La soirée ne faisait que commencer
Quelques minutes plus tard, j’envoie un message dans notre groupe d’actionnaires de Thilay : « Je vais avoir besoin de ton aide Jarno »
Puis :« Sanglier mort. »
Les félicitations arrivent rapidement. Je descends finalement de mon poste, rends les honneurs à l’animal et remonte déjà le tout l’équipement à la voiture. J’en profite également pour aller chercher la bague à apposer sur l’animal avant tout déplacement de celui-ci.
Je rejoins ensuite Jarno.

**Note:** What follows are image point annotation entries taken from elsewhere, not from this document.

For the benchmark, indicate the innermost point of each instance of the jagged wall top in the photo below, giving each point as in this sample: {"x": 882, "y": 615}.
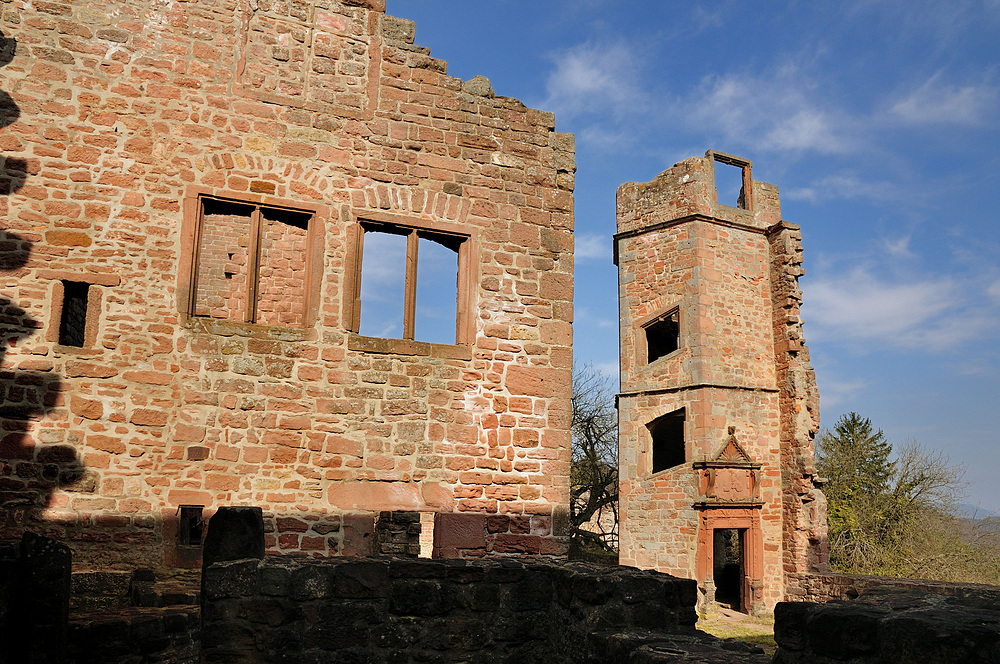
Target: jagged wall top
{"x": 688, "y": 188}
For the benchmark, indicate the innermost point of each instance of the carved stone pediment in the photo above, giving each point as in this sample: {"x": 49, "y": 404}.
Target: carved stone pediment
{"x": 729, "y": 478}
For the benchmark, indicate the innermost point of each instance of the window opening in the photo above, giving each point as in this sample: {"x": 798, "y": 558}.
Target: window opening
{"x": 728, "y": 568}
{"x": 662, "y": 336}
{"x": 251, "y": 263}
{"x": 667, "y": 433}
{"x": 73, "y": 320}
{"x": 190, "y": 525}
{"x": 729, "y": 184}
{"x": 409, "y": 284}
{"x": 437, "y": 292}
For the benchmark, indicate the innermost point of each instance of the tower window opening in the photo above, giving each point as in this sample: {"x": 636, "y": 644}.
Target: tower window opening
{"x": 667, "y": 434}
{"x": 190, "y": 525}
{"x": 662, "y": 336}
{"x": 73, "y": 320}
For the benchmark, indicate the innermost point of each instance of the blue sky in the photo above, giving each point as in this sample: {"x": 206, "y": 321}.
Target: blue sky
{"x": 878, "y": 121}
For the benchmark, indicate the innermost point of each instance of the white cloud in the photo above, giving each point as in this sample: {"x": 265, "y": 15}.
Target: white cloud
{"x": 776, "y": 111}
{"x": 848, "y": 186}
{"x": 593, "y": 246}
{"x": 861, "y": 308}
{"x": 935, "y": 102}
{"x": 593, "y": 78}
{"x": 834, "y": 393}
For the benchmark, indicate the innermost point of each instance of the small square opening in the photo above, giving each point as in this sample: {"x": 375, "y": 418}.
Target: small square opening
{"x": 662, "y": 336}
{"x": 667, "y": 434}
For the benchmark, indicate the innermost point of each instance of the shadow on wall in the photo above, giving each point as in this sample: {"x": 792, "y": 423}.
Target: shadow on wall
{"x": 29, "y": 473}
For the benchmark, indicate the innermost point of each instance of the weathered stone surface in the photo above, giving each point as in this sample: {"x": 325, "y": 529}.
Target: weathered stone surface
{"x": 719, "y": 282}
{"x": 456, "y": 611}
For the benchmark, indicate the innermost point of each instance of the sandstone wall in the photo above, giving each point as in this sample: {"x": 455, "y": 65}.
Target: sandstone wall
{"x": 120, "y": 122}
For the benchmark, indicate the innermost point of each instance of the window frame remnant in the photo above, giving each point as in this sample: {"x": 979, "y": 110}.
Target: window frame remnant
{"x": 459, "y": 239}
{"x": 666, "y": 449}
{"x": 654, "y": 326}
{"x": 745, "y": 201}
{"x": 194, "y": 223}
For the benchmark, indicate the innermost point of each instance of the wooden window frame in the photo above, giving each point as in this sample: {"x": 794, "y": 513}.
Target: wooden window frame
{"x": 194, "y": 205}
{"x": 462, "y": 239}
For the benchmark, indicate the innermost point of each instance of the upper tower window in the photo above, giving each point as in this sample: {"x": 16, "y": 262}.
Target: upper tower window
{"x": 662, "y": 335}
{"x": 667, "y": 437}
{"x": 732, "y": 180}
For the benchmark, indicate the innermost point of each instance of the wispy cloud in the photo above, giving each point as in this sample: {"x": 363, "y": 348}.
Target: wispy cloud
{"x": 594, "y": 78}
{"x": 776, "y": 111}
{"x": 593, "y": 246}
{"x": 864, "y": 309}
{"x": 938, "y": 103}
{"x": 849, "y": 186}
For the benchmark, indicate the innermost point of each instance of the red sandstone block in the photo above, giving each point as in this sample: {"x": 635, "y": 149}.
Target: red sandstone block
{"x": 290, "y": 524}
{"x": 106, "y": 444}
{"x": 149, "y": 417}
{"x": 359, "y": 535}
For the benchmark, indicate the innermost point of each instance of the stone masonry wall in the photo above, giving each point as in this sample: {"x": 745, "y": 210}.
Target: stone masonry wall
{"x": 442, "y": 611}
{"x": 119, "y": 122}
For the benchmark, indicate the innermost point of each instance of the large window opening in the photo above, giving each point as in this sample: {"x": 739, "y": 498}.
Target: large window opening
{"x": 252, "y": 263}
{"x": 73, "y": 318}
{"x": 662, "y": 336}
{"x": 411, "y": 284}
{"x": 728, "y": 567}
{"x": 667, "y": 435}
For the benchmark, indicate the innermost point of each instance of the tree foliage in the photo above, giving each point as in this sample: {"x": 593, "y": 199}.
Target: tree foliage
{"x": 894, "y": 512}
{"x": 594, "y": 473}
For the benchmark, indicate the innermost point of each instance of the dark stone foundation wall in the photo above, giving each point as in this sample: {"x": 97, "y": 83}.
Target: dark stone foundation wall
{"x": 392, "y": 610}
{"x": 886, "y": 621}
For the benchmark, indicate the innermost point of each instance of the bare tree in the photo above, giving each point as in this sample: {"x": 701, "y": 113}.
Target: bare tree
{"x": 594, "y": 475}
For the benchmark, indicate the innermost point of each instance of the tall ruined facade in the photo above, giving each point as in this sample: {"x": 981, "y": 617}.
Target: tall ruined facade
{"x": 718, "y": 404}
{"x": 196, "y": 199}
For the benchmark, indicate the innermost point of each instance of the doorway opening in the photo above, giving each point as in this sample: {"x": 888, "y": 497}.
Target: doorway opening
{"x": 729, "y": 571}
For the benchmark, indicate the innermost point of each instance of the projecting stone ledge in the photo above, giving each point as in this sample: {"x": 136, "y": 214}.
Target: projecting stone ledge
{"x": 892, "y": 624}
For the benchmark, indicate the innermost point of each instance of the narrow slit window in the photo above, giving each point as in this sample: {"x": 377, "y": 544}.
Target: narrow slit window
{"x": 662, "y": 336}
{"x": 190, "y": 525}
{"x": 667, "y": 436}
{"x": 383, "y": 285}
{"x": 73, "y": 320}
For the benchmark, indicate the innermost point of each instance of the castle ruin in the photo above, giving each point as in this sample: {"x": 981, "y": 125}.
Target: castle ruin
{"x": 200, "y": 203}
{"x": 718, "y": 404}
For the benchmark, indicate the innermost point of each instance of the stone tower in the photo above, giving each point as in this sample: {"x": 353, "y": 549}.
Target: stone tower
{"x": 718, "y": 404}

Après quelques minutes de discussion et d’explications sur nos affûts respectifs, nous partons ensemble vers le lieu du tir.
Dans l’obscurité, les repères changent rapidement. Les frontales remplacent la lumière du soleil et il n’est pas évident de tomber du premier coup sur l’arbre que j’ai sélectionné.
Quelques photos souvenirs sont réalisées sur place avant de vider le sanglier. Le plus difficile reste à venir : le transport. Dans ce que j’appelle désormais affectueusement mon « territoire de chamois », chaque mètre se mérite, d’autant plus avec un sanglier de 55 kg à trainer derrière soi.
Heureusement, à deux, le travail devient plus supportable. Nous avançons à notre rythme, mètre après mètre, jusqu’aux véhicules.
Une première soirée inoubliable
Lorsqu’enfin nous atteignons les voitures, il est déjà 23h35. Encore quelques photos, quelques discussions puis chacun reprend la route.

Je rentrerai finalement à la maison vers 1h30 du matin. Le matériel est rangé, le sanglier est mis au frais.
Lorsque je me couche enfin vers 2h15, le réveil est déjà programmé pour 5h15. La nuit sera courte, très courte même, car il faudra s’occuper du sanglier avant d’aller travailler.

Parfois, certaines journées commencent avec des petits yeux, un immense sourire et des souvenirs plein la tête… N’est-ce pas là l’essentiel ?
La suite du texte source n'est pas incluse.